SVG: What is the makeup of your students?
TM: They could be from anywhere. For those from Chi Heng foundation, most come form Anhui and Henan. The other organizations send us students from all over China—from Hubei, Gansu, Shaanxi, Guangxi, Heilongjiang.
The population is about 50-50 girls to boys. To be honest, what the industry is demanding most are guys. It is very physical. Sometimes you have to carry heavy stuff–big flour bags, etc. But from the beginning we kept it 50-50, and it’s going really well.
SVG: Who teaches the courses?
TM: For the French bakery part, we have a professional French baker named Thomas Kalkhoven. And the really good thing is that he can speak Chinese. He’s really priceless because usually bakers don’t speak foreign languages very well. For the Chinese pastry part, we have a Chinese teacher teaching them. We also have a third course where we provide them with some academic courses in Chinese, English, and mathematics. Most of them graduated from middle school but not from high school so we provide academic courses so they can catch back up to the high school level. Our classes take place at the Caoyang Vocational School. They allocate a place for us.

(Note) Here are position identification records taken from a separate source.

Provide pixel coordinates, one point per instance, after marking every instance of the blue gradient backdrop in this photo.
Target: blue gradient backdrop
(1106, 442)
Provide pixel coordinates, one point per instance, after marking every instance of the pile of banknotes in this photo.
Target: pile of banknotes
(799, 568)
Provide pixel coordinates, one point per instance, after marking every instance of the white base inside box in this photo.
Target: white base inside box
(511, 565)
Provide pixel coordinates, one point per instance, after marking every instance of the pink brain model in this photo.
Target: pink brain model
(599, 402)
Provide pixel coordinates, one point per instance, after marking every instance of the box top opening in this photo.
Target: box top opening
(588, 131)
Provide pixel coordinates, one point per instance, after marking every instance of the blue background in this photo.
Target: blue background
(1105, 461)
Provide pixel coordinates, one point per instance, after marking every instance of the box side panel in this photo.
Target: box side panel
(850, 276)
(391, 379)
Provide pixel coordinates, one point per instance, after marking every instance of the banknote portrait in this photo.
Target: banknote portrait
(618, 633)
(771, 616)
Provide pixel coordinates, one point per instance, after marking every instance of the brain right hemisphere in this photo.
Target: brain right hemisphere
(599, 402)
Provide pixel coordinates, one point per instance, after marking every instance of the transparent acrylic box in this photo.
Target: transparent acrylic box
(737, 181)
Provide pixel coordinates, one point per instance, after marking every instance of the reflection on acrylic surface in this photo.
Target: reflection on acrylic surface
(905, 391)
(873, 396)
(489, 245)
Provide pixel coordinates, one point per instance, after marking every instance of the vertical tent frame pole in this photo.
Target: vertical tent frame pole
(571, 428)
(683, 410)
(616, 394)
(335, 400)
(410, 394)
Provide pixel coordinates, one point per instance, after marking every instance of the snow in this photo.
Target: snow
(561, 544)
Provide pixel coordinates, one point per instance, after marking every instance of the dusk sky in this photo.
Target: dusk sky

TM: In fact, this is why we have the Chinese pastry courses, through this they can get an official diploma that is recognized in China. In fact, during the year, they take two exams in Chinese pastry for certification.
We are not officially a school since we are a charity program. So we give them a certificate, but it is not official and is only recognized if you know our program. For the academic programs they get a Zhongzhuan certificate. It’s an official diploma, better than the middle school certificate.
SVG: What do students do after they graduate from the program?
TM: When they graduate, they get their own accommodation. We help them to pay the deposit then they pay us back little by little.
It’s very easy for them to find a job if they stay in Shanghai because SYB is well known now in the baking industry. Every two weeks I receive a phone call from someone who is looking for bakers. So it’s really not an issue for them to find a job, either in big five star hotels, in bakeries or in western restaurants that have a bakery department. Some of the students decide to go back to their hometown. Sometimes they still have family there. For those ones, in fact they can find a job even in their hometown. All of our graduates have jobs.
SVG: How do you hope the program will grow?
TM: Currently, we are legally a program of Chi Heng Foundation. We decided to hand-over SYB to Chi Heng because we think there is a lot of synergy between Chi Heng foundation and us. Due to the special nature of our program, the management of our program is independent. So we work with them to help us get awareness among the media and raise funds.
In the future, our dream is to make SYB sustainable. We are planning to open a baking center of our own since we don’t have full access to our room at Caoyang Vocational School, and the equipment is not very adapted to what we want to do.
If we have this baking center, we can get a baking license and one day sell some of our production.
Another thing we want to develop is team-building activities to sell to companies. Companies and employees come and spend half a day to a day with students and learn baking with the students. I was in a big company before and all the big companies are always looking for team building activities. We have already had some smaller activities like this and it’s really fun. It would be a good way to raise money and would help us to cover costs. If we can turn SYB into something, not profitable, but breakeven, it would be very good.